Appearance
Schemas
A schema tells Scrappy what data to extract and how. It defines the fields, their descriptions for the LLM, deduplication keys, and which fields to refresh during an update job.
Schema file structure
typescript
import { z } from "zod";
import type { SchemaDefinition } from "../src/types.js";
const schemaDef: SchemaDefinition = {
// Zod schema for type validation
schema: z.object({
providerName: z.string(),
planName: z.string(),
monthlyPrice: z.string(),
dataVolume: z.string(),
url: z.string().optional(),
}),
// Descriptions passed to the LLM — be precise
fieldDescriptions: {
providerName: "Name of the telecom provider (e.g. 'Sunrise', 'Salt', 'Swisscom')",
planName: "Official name of the mobile plan as shown by the provider",
monthlyPrice: "Monthly price in CHF (e.g. '29.90' or '19.90–39.90')",
dataVolume: "Included data volume (e.g. '10 GB', 'unlimited')",
url: "Direct URL to the official product page (not a comparison site)",
},
// Fields used for deduplication — must uniquely identify a record
dedupeKey: ["providerName", "planName"],
// Which field stores the official URL (used by update command)
urlField: "url",
// Which fields to refresh during an update job
rateFields: ["monthlyPrice", "dataVolume"],
// Optional: consistency rules for the LLM
namingRules: [
"providerName: use the provider's common short name without legal suffixes (e.g. 'Sunrise' not 'Sunrise Communications AG')",
],
// Optional: URLs to scrape first before any Google searches
seedUrls: [
"https://www.comparis.ch/telecom/mobile/vergleich",
],
};
export default schemaDef;Tips
fieldDescriptions quality matters most. The agent uses these to decide what to extract. Vague descriptions produce inconsistent results. Include examples of expected values in the description itself.
dedupeKey should be stable. If the agent sometimes writes "Sunrise GO 10" and sometimes "GO 10", they won't deduplicate. Use namingRules to enforce consistency.
rateFields isn't just for rates. Any field whose value changes over time and should be refreshed by the update command belongs here — prices, specs, availability, scores, etc.
Leave url blank rather than putting a comparison site URL. The update command skips the SERP search step if a proper official URL is already stored. Only store the URL when you're confident it points to the official provider page.
Creating schemas
The primary way to create and edit schemas is the web UI: Scrape → Schemas → + New Schema.
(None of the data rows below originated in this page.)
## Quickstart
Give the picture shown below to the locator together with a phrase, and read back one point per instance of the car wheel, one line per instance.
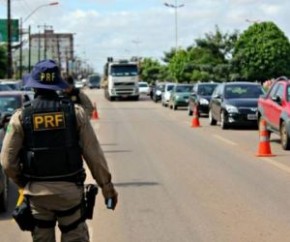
(285, 139)
(260, 127)
(212, 121)
(223, 123)
(4, 197)
(189, 111)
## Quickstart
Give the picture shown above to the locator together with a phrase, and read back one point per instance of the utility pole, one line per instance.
(39, 45)
(29, 49)
(21, 32)
(9, 46)
(45, 28)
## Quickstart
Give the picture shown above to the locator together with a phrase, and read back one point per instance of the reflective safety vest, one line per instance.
(50, 149)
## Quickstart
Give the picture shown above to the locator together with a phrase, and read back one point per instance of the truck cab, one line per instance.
(121, 78)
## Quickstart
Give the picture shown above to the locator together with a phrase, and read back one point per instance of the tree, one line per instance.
(150, 70)
(3, 61)
(262, 52)
(177, 66)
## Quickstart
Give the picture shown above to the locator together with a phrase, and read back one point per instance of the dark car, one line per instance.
(235, 103)
(157, 92)
(94, 81)
(179, 96)
(9, 102)
(4, 181)
(200, 98)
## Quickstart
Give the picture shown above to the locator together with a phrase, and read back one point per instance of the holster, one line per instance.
(91, 191)
(23, 216)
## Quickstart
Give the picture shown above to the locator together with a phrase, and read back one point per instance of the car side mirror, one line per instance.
(216, 96)
(5, 120)
(277, 99)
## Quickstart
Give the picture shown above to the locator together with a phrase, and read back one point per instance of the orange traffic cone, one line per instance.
(195, 118)
(264, 144)
(95, 114)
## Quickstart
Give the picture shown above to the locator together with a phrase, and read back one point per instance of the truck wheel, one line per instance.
(285, 139)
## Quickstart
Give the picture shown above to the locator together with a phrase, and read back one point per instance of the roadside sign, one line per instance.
(14, 30)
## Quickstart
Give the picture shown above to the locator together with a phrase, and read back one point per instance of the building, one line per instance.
(56, 46)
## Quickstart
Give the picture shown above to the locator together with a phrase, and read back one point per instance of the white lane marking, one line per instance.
(277, 164)
(224, 139)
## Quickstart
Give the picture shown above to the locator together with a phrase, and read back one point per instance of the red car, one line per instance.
(274, 108)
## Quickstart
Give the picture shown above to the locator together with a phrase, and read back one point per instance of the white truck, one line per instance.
(120, 79)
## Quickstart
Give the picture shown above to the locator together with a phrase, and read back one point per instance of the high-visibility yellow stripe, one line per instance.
(21, 197)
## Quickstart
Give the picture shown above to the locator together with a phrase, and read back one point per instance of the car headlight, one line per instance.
(231, 109)
(203, 101)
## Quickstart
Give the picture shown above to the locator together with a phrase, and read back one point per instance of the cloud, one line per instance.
(124, 28)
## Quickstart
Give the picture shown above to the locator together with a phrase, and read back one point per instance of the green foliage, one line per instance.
(3, 61)
(261, 53)
(150, 70)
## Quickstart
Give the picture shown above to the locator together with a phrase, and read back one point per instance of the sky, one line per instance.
(148, 28)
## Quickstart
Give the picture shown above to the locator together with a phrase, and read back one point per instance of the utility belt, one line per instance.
(22, 214)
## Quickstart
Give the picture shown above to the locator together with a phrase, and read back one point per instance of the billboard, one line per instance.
(14, 30)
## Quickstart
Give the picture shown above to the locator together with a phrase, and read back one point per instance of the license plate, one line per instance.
(252, 117)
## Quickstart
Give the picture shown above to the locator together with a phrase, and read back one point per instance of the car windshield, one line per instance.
(143, 85)
(94, 79)
(124, 70)
(185, 88)
(243, 91)
(4, 87)
(169, 87)
(9, 103)
(206, 90)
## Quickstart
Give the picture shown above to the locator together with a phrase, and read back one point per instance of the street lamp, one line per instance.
(175, 6)
(40, 6)
(21, 33)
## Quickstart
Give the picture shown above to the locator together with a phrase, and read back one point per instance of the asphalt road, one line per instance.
(177, 183)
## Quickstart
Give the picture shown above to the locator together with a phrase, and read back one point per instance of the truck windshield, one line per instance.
(124, 70)
(94, 79)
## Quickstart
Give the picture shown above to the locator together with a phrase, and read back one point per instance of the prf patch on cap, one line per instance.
(48, 121)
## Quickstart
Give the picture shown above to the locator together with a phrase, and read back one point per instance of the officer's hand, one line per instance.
(110, 195)
(111, 203)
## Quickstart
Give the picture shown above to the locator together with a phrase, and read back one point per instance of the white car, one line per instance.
(166, 94)
(144, 88)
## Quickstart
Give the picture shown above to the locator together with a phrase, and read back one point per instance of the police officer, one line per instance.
(42, 153)
(78, 96)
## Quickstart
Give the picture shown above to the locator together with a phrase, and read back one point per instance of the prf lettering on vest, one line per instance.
(47, 77)
(48, 121)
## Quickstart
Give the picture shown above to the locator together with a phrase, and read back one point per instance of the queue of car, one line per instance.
(12, 97)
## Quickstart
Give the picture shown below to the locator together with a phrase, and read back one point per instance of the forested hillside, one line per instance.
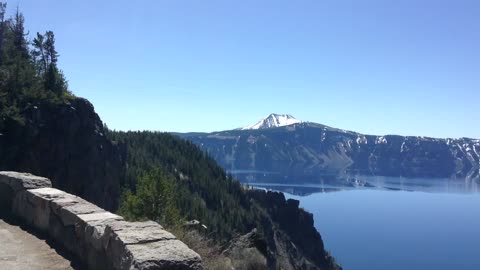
(46, 130)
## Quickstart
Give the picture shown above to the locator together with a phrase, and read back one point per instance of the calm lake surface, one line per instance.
(380, 223)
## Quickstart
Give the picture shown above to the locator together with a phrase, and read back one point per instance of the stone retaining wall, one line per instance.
(100, 239)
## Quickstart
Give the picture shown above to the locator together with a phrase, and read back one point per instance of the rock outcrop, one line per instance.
(100, 239)
(65, 142)
(292, 237)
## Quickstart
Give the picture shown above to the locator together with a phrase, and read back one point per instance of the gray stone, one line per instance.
(21, 181)
(101, 239)
(168, 254)
(138, 232)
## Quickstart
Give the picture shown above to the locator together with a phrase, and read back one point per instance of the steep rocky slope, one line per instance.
(309, 148)
(64, 142)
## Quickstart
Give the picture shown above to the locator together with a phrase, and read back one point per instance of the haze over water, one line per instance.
(396, 223)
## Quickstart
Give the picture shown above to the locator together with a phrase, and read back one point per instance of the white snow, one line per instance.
(381, 140)
(274, 120)
(362, 140)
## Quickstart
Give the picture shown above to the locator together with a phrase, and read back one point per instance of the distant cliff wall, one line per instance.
(100, 239)
(308, 149)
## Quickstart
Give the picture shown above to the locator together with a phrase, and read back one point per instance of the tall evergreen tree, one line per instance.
(3, 7)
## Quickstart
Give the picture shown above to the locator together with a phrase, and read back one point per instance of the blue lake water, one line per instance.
(395, 223)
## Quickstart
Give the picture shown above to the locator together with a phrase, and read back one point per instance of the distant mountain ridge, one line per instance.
(274, 120)
(306, 148)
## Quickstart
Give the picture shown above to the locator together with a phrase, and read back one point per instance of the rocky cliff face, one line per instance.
(66, 143)
(292, 235)
(308, 148)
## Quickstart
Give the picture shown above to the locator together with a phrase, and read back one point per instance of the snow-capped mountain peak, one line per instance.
(274, 120)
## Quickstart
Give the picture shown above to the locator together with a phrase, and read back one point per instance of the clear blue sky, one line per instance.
(407, 67)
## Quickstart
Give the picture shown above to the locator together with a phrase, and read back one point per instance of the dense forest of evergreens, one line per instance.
(164, 177)
(28, 67)
(203, 191)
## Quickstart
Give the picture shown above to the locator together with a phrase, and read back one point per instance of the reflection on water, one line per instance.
(331, 183)
(378, 223)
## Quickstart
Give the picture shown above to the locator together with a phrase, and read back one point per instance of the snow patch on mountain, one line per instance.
(274, 120)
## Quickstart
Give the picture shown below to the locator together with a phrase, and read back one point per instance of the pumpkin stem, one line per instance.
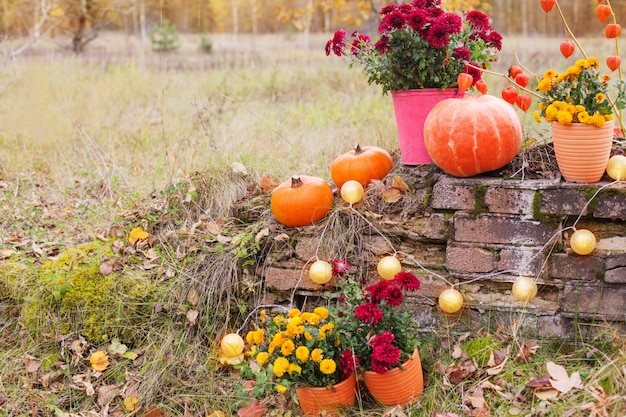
(296, 181)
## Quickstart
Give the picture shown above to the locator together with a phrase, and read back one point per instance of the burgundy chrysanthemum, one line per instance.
(337, 43)
(376, 291)
(407, 280)
(369, 313)
(416, 20)
(382, 45)
(394, 20)
(461, 53)
(494, 39)
(385, 338)
(393, 295)
(449, 22)
(478, 20)
(348, 362)
(341, 266)
(384, 357)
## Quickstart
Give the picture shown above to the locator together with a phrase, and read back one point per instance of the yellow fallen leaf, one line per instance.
(137, 234)
(99, 361)
(130, 403)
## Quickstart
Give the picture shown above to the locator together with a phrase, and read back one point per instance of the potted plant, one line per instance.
(300, 351)
(420, 50)
(374, 322)
(577, 101)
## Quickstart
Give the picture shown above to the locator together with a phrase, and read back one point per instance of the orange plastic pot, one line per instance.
(327, 401)
(398, 386)
(582, 151)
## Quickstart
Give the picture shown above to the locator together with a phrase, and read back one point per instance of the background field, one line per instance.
(87, 139)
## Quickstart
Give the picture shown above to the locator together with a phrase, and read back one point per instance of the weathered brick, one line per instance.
(559, 201)
(572, 266)
(509, 200)
(448, 196)
(501, 230)
(280, 279)
(523, 260)
(469, 259)
(585, 301)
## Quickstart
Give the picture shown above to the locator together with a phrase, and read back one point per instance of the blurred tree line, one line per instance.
(80, 20)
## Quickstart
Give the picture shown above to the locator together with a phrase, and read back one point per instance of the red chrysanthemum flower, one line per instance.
(385, 338)
(369, 313)
(394, 20)
(417, 19)
(384, 357)
(376, 291)
(348, 362)
(341, 266)
(407, 280)
(382, 45)
(478, 20)
(393, 296)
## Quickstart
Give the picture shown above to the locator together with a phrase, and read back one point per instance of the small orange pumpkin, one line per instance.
(301, 201)
(472, 135)
(361, 164)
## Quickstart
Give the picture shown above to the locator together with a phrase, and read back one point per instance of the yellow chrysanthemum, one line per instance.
(322, 312)
(262, 358)
(564, 117)
(281, 365)
(328, 366)
(293, 368)
(302, 353)
(287, 347)
(317, 355)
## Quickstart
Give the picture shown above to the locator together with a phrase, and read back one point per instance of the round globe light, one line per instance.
(583, 242)
(450, 301)
(320, 272)
(388, 267)
(352, 191)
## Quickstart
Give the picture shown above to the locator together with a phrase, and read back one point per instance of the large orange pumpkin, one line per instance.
(472, 135)
(301, 201)
(362, 164)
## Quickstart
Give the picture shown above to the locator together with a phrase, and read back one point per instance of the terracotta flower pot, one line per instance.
(582, 151)
(328, 401)
(397, 386)
(411, 108)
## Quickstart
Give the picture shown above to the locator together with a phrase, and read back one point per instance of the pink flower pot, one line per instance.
(411, 108)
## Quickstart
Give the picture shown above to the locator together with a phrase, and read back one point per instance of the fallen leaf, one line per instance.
(399, 183)
(560, 380)
(106, 394)
(136, 235)
(130, 403)
(254, 409)
(268, 182)
(99, 361)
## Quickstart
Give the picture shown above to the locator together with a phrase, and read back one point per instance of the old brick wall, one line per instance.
(483, 232)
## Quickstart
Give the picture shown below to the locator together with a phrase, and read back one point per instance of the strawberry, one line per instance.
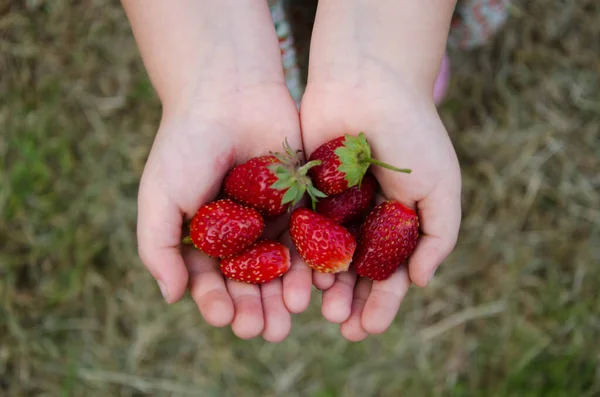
(354, 230)
(262, 262)
(324, 245)
(387, 238)
(223, 228)
(271, 184)
(344, 163)
(352, 204)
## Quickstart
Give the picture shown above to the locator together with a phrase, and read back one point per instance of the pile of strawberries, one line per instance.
(344, 228)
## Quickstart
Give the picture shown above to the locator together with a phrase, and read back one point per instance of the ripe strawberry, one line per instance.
(387, 238)
(354, 230)
(324, 245)
(262, 262)
(352, 204)
(223, 228)
(271, 184)
(344, 162)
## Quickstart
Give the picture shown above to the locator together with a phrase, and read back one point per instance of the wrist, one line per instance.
(366, 42)
(196, 50)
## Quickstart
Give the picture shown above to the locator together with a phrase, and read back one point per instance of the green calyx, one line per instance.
(355, 159)
(292, 176)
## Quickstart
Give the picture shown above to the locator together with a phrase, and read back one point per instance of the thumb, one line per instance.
(159, 235)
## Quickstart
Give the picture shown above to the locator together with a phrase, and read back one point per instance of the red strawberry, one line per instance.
(223, 228)
(324, 245)
(344, 162)
(352, 204)
(271, 184)
(387, 238)
(354, 230)
(262, 262)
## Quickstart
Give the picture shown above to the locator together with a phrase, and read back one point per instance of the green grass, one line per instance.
(513, 312)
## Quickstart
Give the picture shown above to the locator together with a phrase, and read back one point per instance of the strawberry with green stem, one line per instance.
(344, 161)
(272, 183)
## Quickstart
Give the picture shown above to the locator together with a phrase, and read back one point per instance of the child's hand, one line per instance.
(372, 69)
(216, 66)
(404, 130)
(190, 157)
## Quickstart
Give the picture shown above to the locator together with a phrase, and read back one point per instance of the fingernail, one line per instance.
(163, 290)
(432, 274)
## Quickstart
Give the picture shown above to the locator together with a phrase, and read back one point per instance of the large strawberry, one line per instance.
(344, 163)
(223, 228)
(387, 238)
(271, 184)
(323, 244)
(352, 204)
(262, 262)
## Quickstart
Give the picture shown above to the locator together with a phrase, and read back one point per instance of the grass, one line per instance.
(513, 311)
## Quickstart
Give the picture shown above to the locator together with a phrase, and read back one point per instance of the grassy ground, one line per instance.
(513, 312)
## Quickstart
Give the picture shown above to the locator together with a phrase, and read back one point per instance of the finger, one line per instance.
(248, 321)
(323, 281)
(384, 301)
(158, 234)
(352, 328)
(207, 288)
(440, 216)
(337, 300)
(297, 281)
(277, 318)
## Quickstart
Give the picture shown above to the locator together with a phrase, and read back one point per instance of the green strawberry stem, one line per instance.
(304, 169)
(293, 178)
(387, 166)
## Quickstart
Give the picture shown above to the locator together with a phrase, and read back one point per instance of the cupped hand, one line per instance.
(193, 150)
(404, 129)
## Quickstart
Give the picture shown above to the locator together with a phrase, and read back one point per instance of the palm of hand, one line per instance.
(405, 132)
(190, 157)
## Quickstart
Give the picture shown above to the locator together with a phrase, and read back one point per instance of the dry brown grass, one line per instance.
(513, 312)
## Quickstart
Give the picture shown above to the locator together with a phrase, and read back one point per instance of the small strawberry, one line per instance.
(352, 204)
(324, 245)
(262, 262)
(271, 184)
(387, 238)
(223, 228)
(344, 163)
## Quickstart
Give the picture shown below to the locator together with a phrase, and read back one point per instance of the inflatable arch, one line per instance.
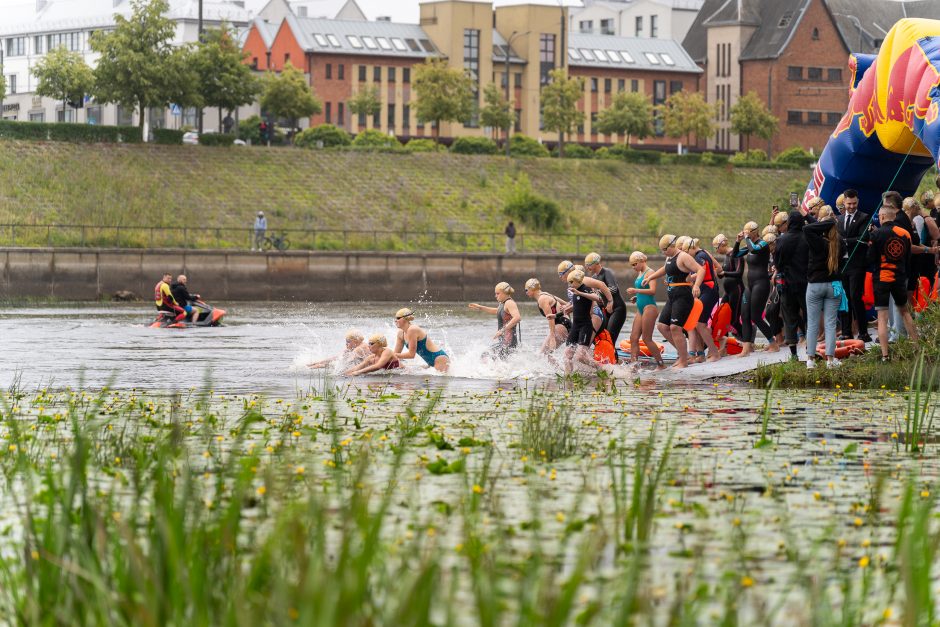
(889, 136)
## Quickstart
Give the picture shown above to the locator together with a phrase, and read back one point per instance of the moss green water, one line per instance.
(393, 505)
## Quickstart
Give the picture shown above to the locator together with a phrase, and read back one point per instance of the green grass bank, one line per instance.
(196, 186)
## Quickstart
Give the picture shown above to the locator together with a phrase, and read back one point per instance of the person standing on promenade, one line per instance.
(261, 226)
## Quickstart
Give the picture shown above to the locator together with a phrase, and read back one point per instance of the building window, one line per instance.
(546, 57)
(16, 46)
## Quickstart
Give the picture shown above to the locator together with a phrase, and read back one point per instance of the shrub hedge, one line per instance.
(167, 136)
(68, 132)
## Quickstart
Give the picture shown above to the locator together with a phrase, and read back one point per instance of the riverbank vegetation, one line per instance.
(382, 506)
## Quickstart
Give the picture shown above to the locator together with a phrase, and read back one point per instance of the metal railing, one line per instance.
(377, 240)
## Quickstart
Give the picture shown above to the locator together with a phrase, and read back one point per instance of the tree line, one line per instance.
(140, 68)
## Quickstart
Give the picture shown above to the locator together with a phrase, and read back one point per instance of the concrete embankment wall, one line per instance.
(96, 274)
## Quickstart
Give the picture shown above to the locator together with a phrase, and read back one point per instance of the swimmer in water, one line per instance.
(551, 308)
(507, 321)
(585, 292)
(415, 339)
(356, 350)
(380, 357)
(680, 295)
(646, 312)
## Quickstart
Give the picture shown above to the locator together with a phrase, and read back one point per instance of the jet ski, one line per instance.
(203, 315)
Schemas are stored in the SQLite database and available immediately to index and update jobs.
TypeScript schema files (like the example above) are also supported for version control workflows. Pass the file path as the --schema argument when running via CLI, or select it from the schema dropdown in the UI if it's been loaded into the database.
When editing a schema that's already been used for scraping, be careful changing dedupeKey fields — existing records won't automatically re-deduplicate.